The Constitution of the State of Maine and that of the United States, Portland, 1825
Item Contributed by
Maine Historical Society
While the constitution provided strong protections for religious freedom, extended voting rights to Black men, and had no property requirement to vote, it disenfranchised women, the poor, and "Indians not taxed," recognizing Tribal sovereignty but also tying representation to taxation.
The Maine Constitution prohibits altering the Articles of Separation without the consent of Massachusetts. For this reason, and to avoid changing the Maine Constitution, Maine legislators instead suggested redacting sections of the document. Since 1876, Sections 1, 2, and 5 of Article X of the Maine Constitution ceased to be printed, but retain their legal validity. The redacted sections include Maine's obligation to uphold and defend treaties made between Massachusetts and the Passamaquoddy and Penobscot Nations.
The Maine Constitution and Hope for our Future
When I look at the sweeping and inspiring declaration of rights in Maine's 1820 Constitution, I see that they do not include me, a Black woman. While the entire document is worth a coffee-cup read, I focus on Article I, §§ 1-4 which, in certain respects, parallel the United States’ Declaration of Independence.
Sections 1 and 3 recognize the "natural" and "unalienable" rights of "all men" to enjoy and defend life and worship God. Those who opine that the use of the word "men" in the Constitution refers to mankind in general ignore the literary reality of the document and the historical context in which it was drafted. Despite being established as a free state, slavery had been practiced in Maine and women—White women—had limited legal rights; Indigenous and Black women had fewer still.

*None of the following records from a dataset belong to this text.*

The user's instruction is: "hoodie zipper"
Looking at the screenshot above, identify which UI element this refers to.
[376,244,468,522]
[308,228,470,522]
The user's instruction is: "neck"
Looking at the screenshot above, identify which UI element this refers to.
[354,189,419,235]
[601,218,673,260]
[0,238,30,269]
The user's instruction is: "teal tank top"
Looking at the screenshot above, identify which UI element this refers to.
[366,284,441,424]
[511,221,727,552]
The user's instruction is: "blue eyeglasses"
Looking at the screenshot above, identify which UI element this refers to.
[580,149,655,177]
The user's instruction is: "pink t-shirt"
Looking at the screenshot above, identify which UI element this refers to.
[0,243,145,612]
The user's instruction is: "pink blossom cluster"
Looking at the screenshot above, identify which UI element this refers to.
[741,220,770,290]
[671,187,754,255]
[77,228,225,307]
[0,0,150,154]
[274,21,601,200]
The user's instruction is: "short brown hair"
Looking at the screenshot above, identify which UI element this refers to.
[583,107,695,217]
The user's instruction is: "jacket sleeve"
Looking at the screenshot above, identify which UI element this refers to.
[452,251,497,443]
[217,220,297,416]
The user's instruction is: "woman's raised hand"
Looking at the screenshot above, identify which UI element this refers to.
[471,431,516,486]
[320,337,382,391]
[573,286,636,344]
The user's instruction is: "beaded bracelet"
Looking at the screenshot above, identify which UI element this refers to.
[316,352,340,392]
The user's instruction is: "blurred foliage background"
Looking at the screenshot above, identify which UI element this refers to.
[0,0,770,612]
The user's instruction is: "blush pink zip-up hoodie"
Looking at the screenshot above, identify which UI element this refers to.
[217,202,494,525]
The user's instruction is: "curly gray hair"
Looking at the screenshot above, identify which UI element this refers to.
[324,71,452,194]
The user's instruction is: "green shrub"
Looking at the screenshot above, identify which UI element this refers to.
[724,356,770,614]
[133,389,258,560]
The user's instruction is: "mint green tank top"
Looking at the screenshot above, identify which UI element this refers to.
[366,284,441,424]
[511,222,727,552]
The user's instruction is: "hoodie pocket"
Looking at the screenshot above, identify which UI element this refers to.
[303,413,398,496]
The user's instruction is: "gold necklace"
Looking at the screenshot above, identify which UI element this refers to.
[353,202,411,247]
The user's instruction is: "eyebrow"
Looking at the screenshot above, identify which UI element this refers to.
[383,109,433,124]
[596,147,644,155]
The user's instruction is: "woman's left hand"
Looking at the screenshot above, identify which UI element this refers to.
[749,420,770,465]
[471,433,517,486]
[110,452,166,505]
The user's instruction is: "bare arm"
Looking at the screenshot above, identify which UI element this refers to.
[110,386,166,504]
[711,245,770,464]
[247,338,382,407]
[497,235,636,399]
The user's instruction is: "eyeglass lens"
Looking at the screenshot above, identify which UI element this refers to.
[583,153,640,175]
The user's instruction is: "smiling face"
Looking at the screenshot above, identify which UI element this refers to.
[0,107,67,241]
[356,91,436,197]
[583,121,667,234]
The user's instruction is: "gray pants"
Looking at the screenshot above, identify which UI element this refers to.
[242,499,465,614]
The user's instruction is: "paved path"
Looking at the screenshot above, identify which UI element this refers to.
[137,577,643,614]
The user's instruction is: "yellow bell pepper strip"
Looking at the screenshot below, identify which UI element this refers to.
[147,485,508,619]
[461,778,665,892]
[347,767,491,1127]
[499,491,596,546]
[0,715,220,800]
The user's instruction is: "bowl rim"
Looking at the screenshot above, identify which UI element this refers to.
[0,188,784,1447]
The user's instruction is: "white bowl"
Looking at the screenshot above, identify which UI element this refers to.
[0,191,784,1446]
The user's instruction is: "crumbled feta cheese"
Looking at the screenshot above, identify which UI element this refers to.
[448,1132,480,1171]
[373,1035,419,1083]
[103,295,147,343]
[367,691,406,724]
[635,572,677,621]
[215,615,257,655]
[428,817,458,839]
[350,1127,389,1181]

I am most struck by Section 2 which recognizes that "all power is inherent in the people; all free governments are founded in their authority and instituted for their benefit." History makes plain that "the people'" who were the intended and actual beneficiaries of the free governments were wealthy White men who benefitted—and continue to benefit—from governmental norms, enacted legislation, and the court decisions that uphold an unjust system.
Yet, it is also in Section 2 that I find hope for our future. When we Mainers unite and begin to recognize and affirm each other’s humanity, Section 2 also affirms that we have the, unalienable and indefeasible right to institute government, and to alter, reform, or totally change the same, when [our] safety and happiness require it. Our power to shape the systems that govern our society is our path to a future that works for all Mainers.
—Krystal Williams
The Doctrine of Discovery and the US Supreme Court
Johnson v. M'Intosh is a Supreme Court case in which two White men sought to determine who, between the two of them, had the right to claim ownership over a parcel of land that was Piankeshaw Nation Homelands. Johnson's forefathers 'purchased' the land directly from the Piankeshaw. M'intosh claimed he received the land under a grant from the United States. The Court relied heavily on the 1493 Doctrine of Discovery when determining that M'intosh was the rightful owner of the land. It was at this point in 1823 that the Doctrine of Discovery was officially incorporated into U.S. common law.
According to the Court, the Piankeshaw Nation did not have the legal right to sell land to Johnson, an individual, because, discovery gave [england, as the discoverer] an exclusive right to extinguish the Indian title of occupancy, either by purchase or by conquest; and gave also [england] a right to such a degree of sovereignty, as the circumstances of the people would allow them to exercise. The sovereign right to the land "discovered" by England passed to the newly independent United States.
This case is a clear example of the court system upholding an oppressive, unjust power structure. The Court acknowledged "title by conquest is acquired and maintained by force. The conqueror prescribes its limits." These limits are, apparently, even beyond the power of the Court to moderate as evidenced by the Court's position that "conquest gives a title which the Courts of the conqueror cannot deny, whatever the private and speculative opinions of individuals may be."